First, Blue Calypso argued that its patents do not claim a financial product or service and are not “covered business methods.” The Court disagreed, in light of two recent decisions, Versata Dev. Grp., Inc. v. SAP Am., Inc., 793 F.3d 1306, 1318-23 (Fed. Cir. 2015) and SightSound Techs., LLC v. Apple Inc., 809 F.3d 1307 (Fed. Cir. 2015). These cases held that a “financial activity,” although not directed to money management, may still be “a financial product or service” under the statute. The claims at issue had a financial component, in the form of a subsidy, or financial inducement, that encouraged customers to participate in distributed advertising. This met the statutory definition of a CBM patent. The Board also correctly rejected Blue Calypso’s computer implementation defense, because Versata held that merely reciting the use of a computer did not satisfy the “technological invention exception” to CBM review.

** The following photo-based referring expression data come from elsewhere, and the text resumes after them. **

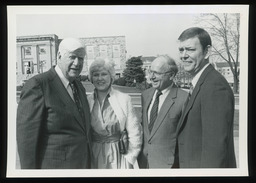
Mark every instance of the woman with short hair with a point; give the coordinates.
(112, 115)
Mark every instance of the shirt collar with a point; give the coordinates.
(166, 90)
(197, 76)
(107, 96)
(62, 77)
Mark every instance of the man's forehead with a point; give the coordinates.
(190, 41)
(159, 63)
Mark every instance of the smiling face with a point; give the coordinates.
(192, 55)
(160, 77)
(71, 63)
(101, 79)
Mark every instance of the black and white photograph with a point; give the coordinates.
(127, 91)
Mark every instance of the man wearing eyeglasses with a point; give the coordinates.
(161, 110)
(205, 131)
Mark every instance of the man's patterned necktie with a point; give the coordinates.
(77, 100)
(154, 111)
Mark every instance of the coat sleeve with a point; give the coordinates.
(134, 129)
(217, 111)
(30, 115)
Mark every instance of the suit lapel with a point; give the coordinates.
(65, 97)
(148, 99)
(85, 105)
(166, 107)
(193, 96)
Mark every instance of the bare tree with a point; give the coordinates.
(225, 32)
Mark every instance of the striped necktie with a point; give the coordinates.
(77, 100)
(189, 96)
(154, 111)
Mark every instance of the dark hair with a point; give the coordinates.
(202, 35)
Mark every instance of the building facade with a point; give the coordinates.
(37, 54)
(111, 47)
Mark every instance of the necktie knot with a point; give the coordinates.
(191, 90)
(154, 111)
(158, 93)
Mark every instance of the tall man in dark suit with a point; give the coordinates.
(53, 115)
(161, 110)
(205, 131)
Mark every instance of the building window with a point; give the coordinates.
(27, 51)
(103, 51)
(90, 52)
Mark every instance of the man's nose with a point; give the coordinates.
(76, 61)
(184, 53)
(152, 75)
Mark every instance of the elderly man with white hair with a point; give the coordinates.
(53, 118)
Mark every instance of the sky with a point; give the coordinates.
(145, 34)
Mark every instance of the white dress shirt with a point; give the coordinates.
(197, 76)
(162, 98)
(64, 81)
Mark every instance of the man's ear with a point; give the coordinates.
(172, 76)
(208, 51)
(58, 55)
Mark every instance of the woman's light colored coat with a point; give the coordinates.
(128, 119)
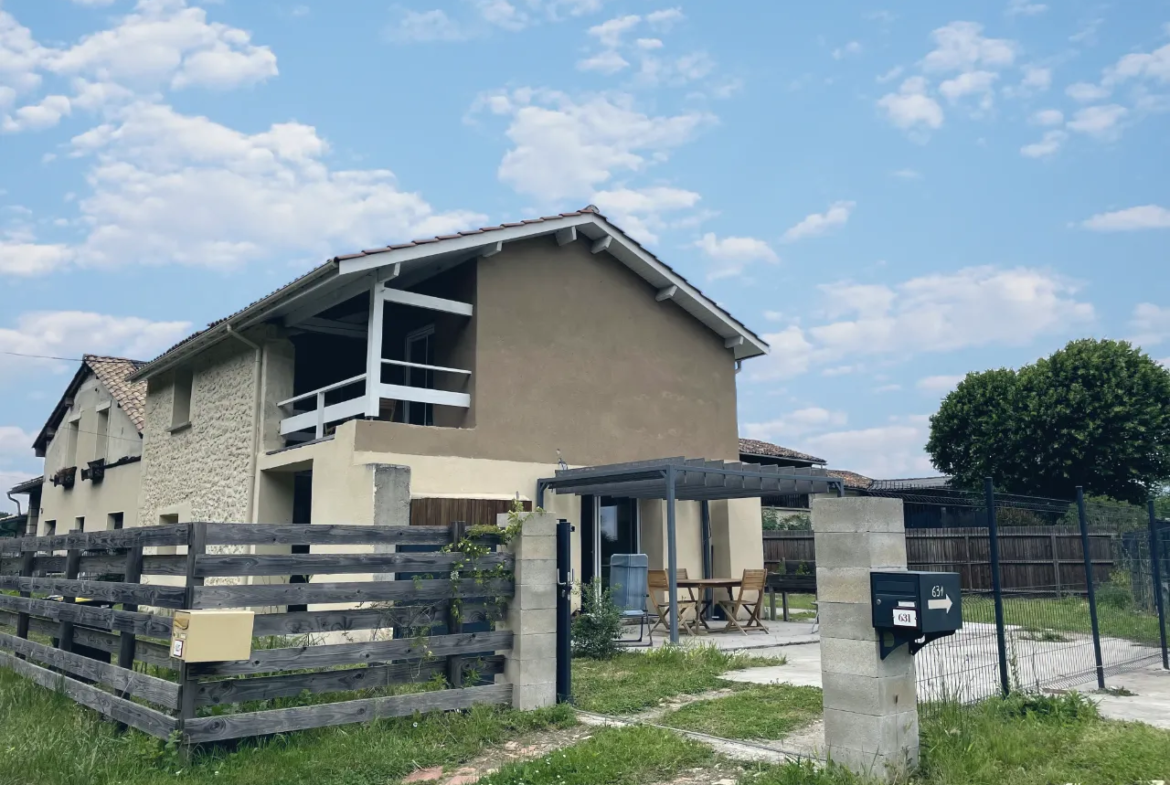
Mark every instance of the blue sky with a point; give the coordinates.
(893, 194)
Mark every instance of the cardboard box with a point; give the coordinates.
(212, 635)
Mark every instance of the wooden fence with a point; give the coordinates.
(93, 651)
(1047, 559)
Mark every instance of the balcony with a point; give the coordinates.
(399, 337)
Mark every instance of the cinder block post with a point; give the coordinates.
(871, 704)
(531, 665)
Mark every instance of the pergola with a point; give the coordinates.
(681, 479)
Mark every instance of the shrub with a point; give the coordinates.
(597, 627)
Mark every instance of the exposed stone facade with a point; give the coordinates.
(202, 472)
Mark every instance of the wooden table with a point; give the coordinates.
(703, 584)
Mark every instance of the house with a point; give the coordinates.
(91, 445)
(440, 379)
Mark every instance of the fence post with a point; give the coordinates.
(73, 567)
(1157, 584)
(197, 545)
(1089, 580)
(997, 586)
(454, 618)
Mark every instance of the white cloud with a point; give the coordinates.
(962, 47)
(1047, 117)
(1133, 219)
(883, 452)
(1150, 324)
(848, 50)
(1086, 93)
(1025, 8)
(610, 33)
(172, 188)
(733, 254)
(640, 212)
(1099, 122)
(910, 107)
(1048, 145)
(566, 149)
(796, 424)
(71, 334)
(940, 384)
(818, 224)
(942, 312)
(604, 62)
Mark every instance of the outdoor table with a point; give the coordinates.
(703, 584)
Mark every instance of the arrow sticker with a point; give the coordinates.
(944, 604)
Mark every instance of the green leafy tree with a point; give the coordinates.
(1096, 413)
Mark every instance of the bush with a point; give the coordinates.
(597, 627)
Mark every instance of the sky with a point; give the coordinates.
(890, 193)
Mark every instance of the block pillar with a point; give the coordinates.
(531, 665)
(871, 704)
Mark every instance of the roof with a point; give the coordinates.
(695, 480)
(852, 479)
(768, 449)
(589, 221)
(115, 373)
(29, 484)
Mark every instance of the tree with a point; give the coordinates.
(1096, 414)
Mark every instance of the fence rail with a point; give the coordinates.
(88, 649)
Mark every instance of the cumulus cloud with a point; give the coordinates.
(819, 224)
(565, 147)
(1131, 219)
(733, 254)
(972, 307)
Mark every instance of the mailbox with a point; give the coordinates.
(912, 606)
(212, 635)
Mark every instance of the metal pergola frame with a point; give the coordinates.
(681, 479)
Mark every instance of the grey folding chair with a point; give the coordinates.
(628, 590)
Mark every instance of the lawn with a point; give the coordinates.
(1068, 614)
(47, 739)
(633, 681)
(764, 711)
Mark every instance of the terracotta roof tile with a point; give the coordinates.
(756, 447)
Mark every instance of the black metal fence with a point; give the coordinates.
(1058, 593)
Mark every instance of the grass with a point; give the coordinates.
(634, 681)
(47, 739)
(1067, 614)
(765, 711)
(616, 756)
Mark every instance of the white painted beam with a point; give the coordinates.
(414, 298)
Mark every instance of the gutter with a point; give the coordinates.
(257, 403)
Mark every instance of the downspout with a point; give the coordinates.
(255, 420)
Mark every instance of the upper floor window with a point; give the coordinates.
(180, 411)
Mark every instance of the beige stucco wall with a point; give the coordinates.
(118, 490)
(201, 473)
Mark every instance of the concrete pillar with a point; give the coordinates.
(871, 704)
(531, 665)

cafc-federal-circuit-windowsRegarding anticipation under § 102, Blue Calypso relied on case law requiring that an anticipatory reference must disclose the claimed elements “arranged as in the claim.” However, the Court has held that “a reference can anticipate a claim even if it ‘d[oes] not expressly spell out’ all of the limitations arranged or combined as in the claim, if a person of skill in the art, reading the reference, would ‘at once envisage’ the claimed arrangement or combination.” Kennametal, Inc. v. Ingersoll Cutting Tool Co., 780 F.3d 1376, (Fed. Cir. 2015). Here, the Court affirmed the Board’s finding that one Figure and certain passages in the description of the reference disclosed a limited number of elements and suggested combining them in a manner that anticipated the system claimed by Blue Calypso. Thus, “a reference may still anticipate if that reference teaches that the disclosed components or functionalities may be combined and one of skill in the art would be able to implement the combination.” This was an anticipation, without resort to obviousness, because the reference sufficiently disclosed making the combination, though not expressed a single embodiment or example.

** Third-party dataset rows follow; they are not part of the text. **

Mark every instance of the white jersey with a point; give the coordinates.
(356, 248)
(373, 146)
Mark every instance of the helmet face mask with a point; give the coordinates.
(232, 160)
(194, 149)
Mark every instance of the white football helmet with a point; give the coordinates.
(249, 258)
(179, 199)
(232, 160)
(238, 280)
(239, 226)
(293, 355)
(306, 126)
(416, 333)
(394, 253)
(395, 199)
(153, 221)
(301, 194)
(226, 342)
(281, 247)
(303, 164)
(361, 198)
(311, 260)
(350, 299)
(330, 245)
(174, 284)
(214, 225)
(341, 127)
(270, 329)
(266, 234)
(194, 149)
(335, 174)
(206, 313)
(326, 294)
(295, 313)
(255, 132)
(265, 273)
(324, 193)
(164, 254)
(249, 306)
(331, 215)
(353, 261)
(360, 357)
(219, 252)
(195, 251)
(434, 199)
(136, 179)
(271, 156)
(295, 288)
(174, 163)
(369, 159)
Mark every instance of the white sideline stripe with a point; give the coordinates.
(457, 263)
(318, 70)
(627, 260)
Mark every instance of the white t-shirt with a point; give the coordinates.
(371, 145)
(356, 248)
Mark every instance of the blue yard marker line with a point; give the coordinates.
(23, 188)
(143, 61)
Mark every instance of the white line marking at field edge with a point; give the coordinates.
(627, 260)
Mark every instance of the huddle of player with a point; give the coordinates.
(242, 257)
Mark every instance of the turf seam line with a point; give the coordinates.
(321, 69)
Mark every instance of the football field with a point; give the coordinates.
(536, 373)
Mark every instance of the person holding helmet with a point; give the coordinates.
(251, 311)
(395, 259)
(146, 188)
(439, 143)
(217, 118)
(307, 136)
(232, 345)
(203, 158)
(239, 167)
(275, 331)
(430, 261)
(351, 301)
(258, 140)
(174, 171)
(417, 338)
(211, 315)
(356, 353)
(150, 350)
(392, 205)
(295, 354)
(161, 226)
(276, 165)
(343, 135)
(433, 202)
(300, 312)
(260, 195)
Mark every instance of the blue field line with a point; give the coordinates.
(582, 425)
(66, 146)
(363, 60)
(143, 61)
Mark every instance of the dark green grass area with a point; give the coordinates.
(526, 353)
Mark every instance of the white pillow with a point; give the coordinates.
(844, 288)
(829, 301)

The Court agreed with Blue Calypso that the Board erred by rejecting two of the claims under § 112 because they used language (“tag” and “token”) not found in the specification. This was an unfortunate use of different words, in the specification and claims, to express similar concepts. Such poor drafting was unfortunate, but not a sufficient basis for invalidity. The Court reversed the Board’s finding that these claims are unpatentable.

Groupon appealed the Board’s decision that a report, published on a web page by a graduate student, was not demonstrably a “printed publication” and therefore could not be relied on as prior art to prove obviousness. The report was available on the student’s personal webpage. The Court agreed with the Board that there was insufficient evidence to show that the report had ever been reviewed or downloaded. Moreover, posting on a personal web page was not to disseminate the report or make it accessible to the interested public as a “printed publication.”

Accordingly, the Court affirmed-in-part and reversed-in-part.

Judge Schall wrote in dissent that, at most, the reference revealed a system with multiple tools that were capable of functioning together, but this was insufficient for a finding of anticipation. Thus, he opined that the Board’s analysis was astray because it assumed what the prior art neither disclosed nor rendered inherent.